Preemo, "Dreamin In July" For months it seemed we couldn't get a word out of Preemo following the tragic shooting that left him hospitalized for a few weeks around this time last year. Somehow, either thanks to Tony Dark's gripping production on his own reluctance in regards to staying silent, he recants that harrowing day in "Dreamin' In July."
There may not be a more honest rap tune released in Houston this year, mainly because of Preemo's imagery. Every show you cautiously watch while cracking jokes, such as Law & Order and First 48, all became reality for the rapper. He takes the second verse to glimpse back on how the night would have ended differently, if he didn't go and try and get that backpack or even get on that bus.
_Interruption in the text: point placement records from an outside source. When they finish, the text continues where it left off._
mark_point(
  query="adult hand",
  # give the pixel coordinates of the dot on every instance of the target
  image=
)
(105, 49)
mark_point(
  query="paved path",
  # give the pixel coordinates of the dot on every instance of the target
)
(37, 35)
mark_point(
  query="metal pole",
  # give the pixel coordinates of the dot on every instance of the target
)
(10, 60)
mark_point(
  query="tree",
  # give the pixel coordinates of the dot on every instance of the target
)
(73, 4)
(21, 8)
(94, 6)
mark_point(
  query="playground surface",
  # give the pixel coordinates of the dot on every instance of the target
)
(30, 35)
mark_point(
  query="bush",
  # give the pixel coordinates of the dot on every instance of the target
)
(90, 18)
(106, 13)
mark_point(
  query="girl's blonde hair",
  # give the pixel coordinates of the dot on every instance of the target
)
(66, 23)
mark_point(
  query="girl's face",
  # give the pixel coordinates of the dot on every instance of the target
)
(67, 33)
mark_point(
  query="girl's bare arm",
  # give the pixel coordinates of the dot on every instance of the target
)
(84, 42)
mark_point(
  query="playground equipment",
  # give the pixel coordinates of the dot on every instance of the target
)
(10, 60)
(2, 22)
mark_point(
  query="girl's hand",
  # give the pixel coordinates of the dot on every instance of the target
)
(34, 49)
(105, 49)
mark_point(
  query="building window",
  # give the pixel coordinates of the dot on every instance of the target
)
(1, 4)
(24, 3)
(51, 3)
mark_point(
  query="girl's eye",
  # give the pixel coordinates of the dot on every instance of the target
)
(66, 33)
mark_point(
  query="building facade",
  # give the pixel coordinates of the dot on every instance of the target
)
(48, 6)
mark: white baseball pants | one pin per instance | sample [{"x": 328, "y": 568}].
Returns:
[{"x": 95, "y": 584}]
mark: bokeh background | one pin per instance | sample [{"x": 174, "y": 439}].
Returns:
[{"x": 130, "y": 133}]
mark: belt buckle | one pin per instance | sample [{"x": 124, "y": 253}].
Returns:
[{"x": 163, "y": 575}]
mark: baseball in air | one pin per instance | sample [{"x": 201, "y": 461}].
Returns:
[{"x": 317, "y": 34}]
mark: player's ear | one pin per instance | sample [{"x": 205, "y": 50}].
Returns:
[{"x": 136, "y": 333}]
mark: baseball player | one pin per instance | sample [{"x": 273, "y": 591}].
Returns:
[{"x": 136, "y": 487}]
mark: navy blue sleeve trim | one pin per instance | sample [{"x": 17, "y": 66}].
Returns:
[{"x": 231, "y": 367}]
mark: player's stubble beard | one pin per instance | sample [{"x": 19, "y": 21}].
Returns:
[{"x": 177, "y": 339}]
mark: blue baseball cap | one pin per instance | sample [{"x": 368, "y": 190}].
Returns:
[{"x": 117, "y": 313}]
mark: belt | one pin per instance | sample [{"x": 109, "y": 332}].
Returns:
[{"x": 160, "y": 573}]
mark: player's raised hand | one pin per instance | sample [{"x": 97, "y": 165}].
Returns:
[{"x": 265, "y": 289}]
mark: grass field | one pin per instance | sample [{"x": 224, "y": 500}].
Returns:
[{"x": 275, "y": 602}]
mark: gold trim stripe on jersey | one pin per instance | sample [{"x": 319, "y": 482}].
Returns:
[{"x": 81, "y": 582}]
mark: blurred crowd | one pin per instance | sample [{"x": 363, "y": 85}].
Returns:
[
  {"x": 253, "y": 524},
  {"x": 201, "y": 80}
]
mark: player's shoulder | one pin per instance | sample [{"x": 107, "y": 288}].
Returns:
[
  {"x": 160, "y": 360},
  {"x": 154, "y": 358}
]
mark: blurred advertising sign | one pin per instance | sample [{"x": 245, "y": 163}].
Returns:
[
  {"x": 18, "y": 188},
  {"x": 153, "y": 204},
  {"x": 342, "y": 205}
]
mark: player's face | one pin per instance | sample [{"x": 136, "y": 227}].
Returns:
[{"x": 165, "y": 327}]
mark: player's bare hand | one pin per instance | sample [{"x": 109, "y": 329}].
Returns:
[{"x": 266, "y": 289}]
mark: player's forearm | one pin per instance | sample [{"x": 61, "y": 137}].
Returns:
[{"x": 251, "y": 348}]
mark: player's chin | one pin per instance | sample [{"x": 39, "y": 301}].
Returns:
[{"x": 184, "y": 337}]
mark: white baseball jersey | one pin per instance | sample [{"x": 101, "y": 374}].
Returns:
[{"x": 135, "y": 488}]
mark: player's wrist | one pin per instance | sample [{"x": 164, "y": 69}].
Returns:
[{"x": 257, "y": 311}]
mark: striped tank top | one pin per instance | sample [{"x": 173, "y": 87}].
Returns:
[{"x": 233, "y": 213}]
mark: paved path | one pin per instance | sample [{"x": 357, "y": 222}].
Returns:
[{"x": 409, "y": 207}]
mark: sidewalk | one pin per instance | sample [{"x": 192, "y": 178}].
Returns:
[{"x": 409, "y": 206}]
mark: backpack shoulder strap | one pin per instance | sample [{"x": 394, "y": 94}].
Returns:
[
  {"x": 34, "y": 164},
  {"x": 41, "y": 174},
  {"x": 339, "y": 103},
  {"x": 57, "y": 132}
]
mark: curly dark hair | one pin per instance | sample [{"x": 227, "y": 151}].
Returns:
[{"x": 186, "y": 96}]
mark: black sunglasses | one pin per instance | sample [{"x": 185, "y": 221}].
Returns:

He thinks of his son, he thinks of his girl, he thinks of life. He wanted a second shot and got it.
Hollywood FLOSS, "Act Like You Won Before" Really, there's not that much that hasn't been said about Hollywood FLOSS at the moment. Of Houston's elite MCs, he's still the most frequent to put out material, even two-minute loosies such as "Act Like You Won Before." Pair him and Chris Rockaway together and this kind of understated rap is what you get.